Features Live Action Movies

Jurassic Park ///

Director – Joe Johnston – 2001 – US – PG – 92m


Joe Johnston directs Jurassic Park ///, the third instalment of Steven Spielberg’s Jurassic Park franchise – out in UK cinemas from Friday, July 20th 2001

This redresses two minor omissions in Steven Spielberg’s first Jurassic Park (1993): JP///’s dinosaurs include some that interact with water (Michael Crichton’s original book contained a T.Rex swimming after its human prey, but the film didn’t) and some that fly (pteranodons). A rival giant dinosaur (here, a spinosaurus) at last fights the star predator (the T.Rex), a device used by dinosaur movies from The Lost World (Harry O. Hoyt; effects: Willis O’Brien, 1925) and King Kong (Merian C. Cooper, Ernest B. Shoedsack, effects: Willis O’Brien, 1933) through Disney’s Fantasia (Rite Of Spring segment, Bill Roberts, Paul Satterfield, 1940) to One Million Years BC (Don Chaffey; effects: Ray Harryhausen, 1966).

Gone is all the chaos theory talk and cuddly Sir Richard Attenborough. The proceedings have now been pared down to people trapped on a deserted isle – with no obvious means of escape – and dinosaurs. Guess what – this time those dastardly corporate folks at InGen have populated a third island (Isla Sorna) with dinosaurs then abandoned it. On this basis, with a new island per film and some subtle variations, the series could run and run. That’s fine by me.

Leaving aside Dern, who reprises her role from the original without getting anywhere near the island, the only surviving cast member from the first two films is palaeontologist Neill. Unless you include dinosaurs (surely the real stars) such as the T.Rex, the velociraptors and assorted herbivore herd extras.

The raptors are impressively redesigned (head feathers) but rather less impressively talk to each other (they were terrifyingly smart learners in the original, so why bother?) and at one point even fail to eat our human heroes alive. Their finest moment here has them leaping viciously upward to snap at the camera (as Leoni dangles from a tree branch) – something we saw in the first film, where it seemed to last longer and work more effectively.

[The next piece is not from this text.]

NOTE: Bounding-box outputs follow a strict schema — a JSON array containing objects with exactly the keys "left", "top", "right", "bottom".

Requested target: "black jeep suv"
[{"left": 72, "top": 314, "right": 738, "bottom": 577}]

If the spinosaurus with crocodile jaws and dorsal fin is memorable enough, the real coups de grâce are the pteranodons – the best you’ve ever seen, even surpassing the one in When Dinosaurs Ruled The Earth (Val Guest; effects: Jim Danforth, 1970). They first appear on a fog-shrouded catwalk and dominate the final half hour.

As well as Dern, the human cast includes Sam Neill, Alessandro Nivola, William H. Macy, Téa Leoni and Trevor Morgan, all delivering solid performances, and there are no irritating small children (just tough, jungle‑smart teenager Morgan). Yet, the journey of the characters lacks the emotional resonance of those in Spielberg’s original. Better than the lacklustre sequel, it’s not quite as creepy as recent, straight to DVD masterpiece Komodo (Michael Lantieri, 1999).

Nevertheless, director Johnston (October Sky, 1999) clearly loves his dinosaurs: any fellow admirer is likely to have a good time.